Drawing the line between those instances could be tricky. The notice seeking public comments said the goal will be to “minimize” separations.
“The Task Force welcomes thoughts on the causes of family separations that occurred incident to the Zero-Tolerance policy as well as policies, procedures, or regulations that may minimize the separation of migrant parents and legal guardians and children entering the United States, consistent with law,” the notice said.
Mass family separations were a result of the zero tolerance policy, which was the Trump administration’s response to the migrant caravans of Central American families that surged to the border in 2018.
Previously, parents with children would have been caught and quickly ousted or released. The Trump administration was seeking a stronger deterrent, so it decided to prosecute the parents for illegal entry, a misdemeanor.

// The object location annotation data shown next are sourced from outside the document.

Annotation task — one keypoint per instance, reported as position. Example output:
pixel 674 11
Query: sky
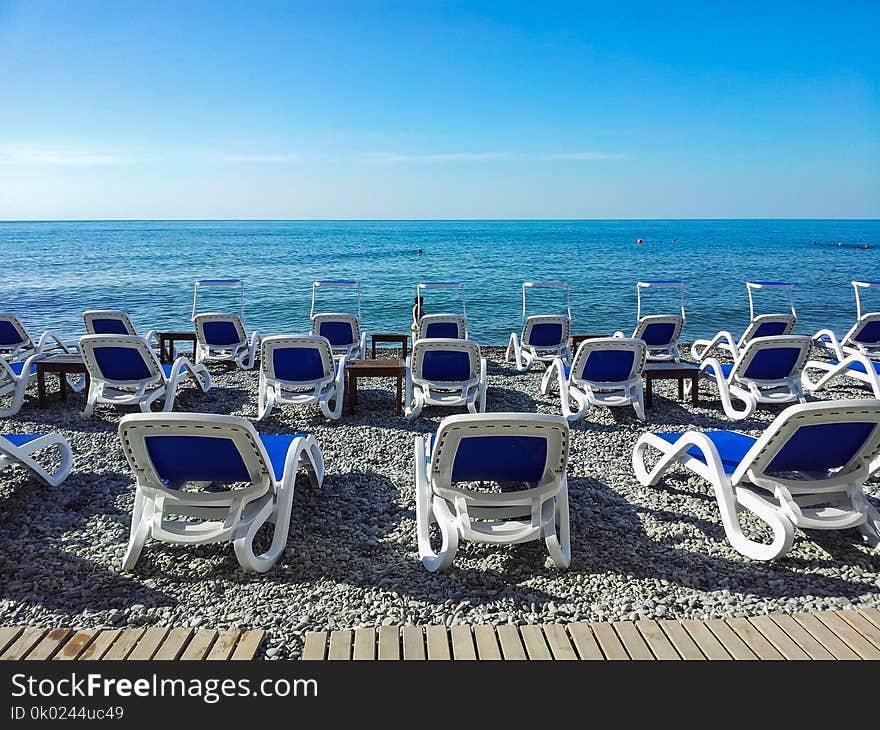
pixel 420 109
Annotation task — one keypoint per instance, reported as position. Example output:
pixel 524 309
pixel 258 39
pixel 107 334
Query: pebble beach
pixel 351 559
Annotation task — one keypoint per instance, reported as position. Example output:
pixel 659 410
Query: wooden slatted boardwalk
pixel 128 644
pixel 853 634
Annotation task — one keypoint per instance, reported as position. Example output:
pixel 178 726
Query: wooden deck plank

There are no family detention facilities in federal prisons, so when the parents were prosecuted, their children were removed from their custody and placed into government-run shelters. But the administration had no system in place to reunite the families once the parents’ sentences were completed, usually in just a few days.
Documents released later suggest administration officials saw the separations themselves as part of a deterrent to migrants coming.
As mass separations sparked a furious public outcry, President Trump in June 2018 ended the practice. And a federal judge ordered the government to work to reunite the families. Three years later, that process is still ongoing.
Mr. Mayorkas said the new regulations are intended to create a permanent barrier to any future administration trying to revive the practice.
The Biden administration is also negotiating payments to illegal immigrant families who were snared by the Trump policy.